# Stoeger Uplander



## gcs (Jan 6, 2011)

Hey guys, I have a Stoeger Uplander 20ga sxs. I've started having problems with it miss firing on the right barrel. I don't thing the firing pin is striking the primer hard enough. I've taken the rear stock off to inspect and I didn't see anything wrong. I took and cleaned it the best I could and lightly oiled before putting the stock back on. I finished reassembling the gun and went to shoot it. It still not firing on the right barrel. Has anybody else having this type problem with the Stoeger uplander? I know its a cheep shotgun but I didn't want a real nice one for rabbit hunting but I would like it to fire when I pull the trigger.


----------



## mike bell (Jan 6, 2011)

UNLOAD GUN FIRST OFF!!! 

I use a long acyrlic rod down the barrel that I can hold onto and reach down and pull the trigger.  If fire pin hits it Im able to tell, but if it feels like nothing hits it, I'll take the barrels off and fire to see if they stick out.  On my SKB O/U, they stick out when I field strip it to place it in the gun case.  You may have to push a locking bolt or something to reopen the lever.  Becareful, cause on some of those guns that cock on opening,  you may have a heck of a time recocking it by hand with out the leverage of the barrels in place....*Do the rod in the barrel if you dont think you can do the it other way.*


----------



## gcs (Jan 6, 2011)

Ok, I have looked at the primers on the shells that missed fired on and they looked like the firing pin barely made a mark. I also done a dry fire with the barrels taken off to see if the firing pin sticks out.  The firing pins does stick out. The right side firing pin sticks out just as far as the left side firing pin.

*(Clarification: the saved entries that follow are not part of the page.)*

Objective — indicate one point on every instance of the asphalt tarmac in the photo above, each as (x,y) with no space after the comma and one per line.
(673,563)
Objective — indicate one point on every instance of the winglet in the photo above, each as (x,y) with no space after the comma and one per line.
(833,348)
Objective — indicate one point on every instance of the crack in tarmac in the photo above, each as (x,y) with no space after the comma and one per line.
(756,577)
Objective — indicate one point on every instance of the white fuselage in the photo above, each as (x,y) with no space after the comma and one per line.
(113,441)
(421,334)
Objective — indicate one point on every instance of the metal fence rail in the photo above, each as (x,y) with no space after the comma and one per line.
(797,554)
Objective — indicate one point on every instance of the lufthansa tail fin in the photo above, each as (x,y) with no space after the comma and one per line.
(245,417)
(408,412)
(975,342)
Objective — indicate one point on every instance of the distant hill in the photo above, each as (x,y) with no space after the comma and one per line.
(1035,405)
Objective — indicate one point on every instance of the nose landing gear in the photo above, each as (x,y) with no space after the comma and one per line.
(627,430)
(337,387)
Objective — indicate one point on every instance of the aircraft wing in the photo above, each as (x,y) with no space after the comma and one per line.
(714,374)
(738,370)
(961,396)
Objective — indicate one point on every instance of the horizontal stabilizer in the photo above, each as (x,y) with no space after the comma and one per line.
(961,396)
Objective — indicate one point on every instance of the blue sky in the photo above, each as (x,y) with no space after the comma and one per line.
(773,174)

I'm thinking it might be a weak spring or something isn't machined right.


----------



## wilber85 (Jan 6, 2011)

Using Remington ammo?


----------



## gcs (Jan 6, 2011)

I using Federal ammo


----------



## wilber85 (Jan 6, 2011)

I have a friend with a Stoeger Condor and he has a similar problem.  We both have issues with Remington ammo.  Winchester shells fire like a dream for me, Remington often misfires with a dent in the primer like you described.  I dont shoot Federal very often.

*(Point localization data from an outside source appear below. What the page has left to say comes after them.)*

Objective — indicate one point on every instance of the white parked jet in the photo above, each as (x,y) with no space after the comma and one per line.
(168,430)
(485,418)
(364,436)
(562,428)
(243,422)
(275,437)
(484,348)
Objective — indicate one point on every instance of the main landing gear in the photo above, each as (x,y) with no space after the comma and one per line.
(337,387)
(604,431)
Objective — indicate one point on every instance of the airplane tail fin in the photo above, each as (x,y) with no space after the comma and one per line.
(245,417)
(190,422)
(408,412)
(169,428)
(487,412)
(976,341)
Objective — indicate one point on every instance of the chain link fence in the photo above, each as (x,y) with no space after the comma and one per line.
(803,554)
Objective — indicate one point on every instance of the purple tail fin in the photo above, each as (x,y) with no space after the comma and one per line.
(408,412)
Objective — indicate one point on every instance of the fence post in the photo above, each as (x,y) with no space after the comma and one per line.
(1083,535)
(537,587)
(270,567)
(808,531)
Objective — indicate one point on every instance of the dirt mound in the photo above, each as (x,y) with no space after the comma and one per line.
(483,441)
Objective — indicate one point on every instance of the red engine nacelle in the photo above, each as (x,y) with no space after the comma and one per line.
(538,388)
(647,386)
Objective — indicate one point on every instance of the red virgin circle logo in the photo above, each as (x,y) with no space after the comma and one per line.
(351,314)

I believe the Uplander uses the inertia trigger so you have to grip it tightly to your shoulder.  My girlfriends younger brother is a kid and he is real skinny so he has a hard time gripping it real tight and it misfires a lot that way.  Not sure if the primer was dented or not.  You can try hitting the gun stock on the ground and hear the trigger reset.


----------



## Quail man (Jan 27, 2011)

Ive got the same gun, never had any problem at all but, this year I have had more problems with remington shells in all my 12s I had 6 out of 1 box that wouldent fire, but I only shoot fiocchi and winchesters in my 20


----------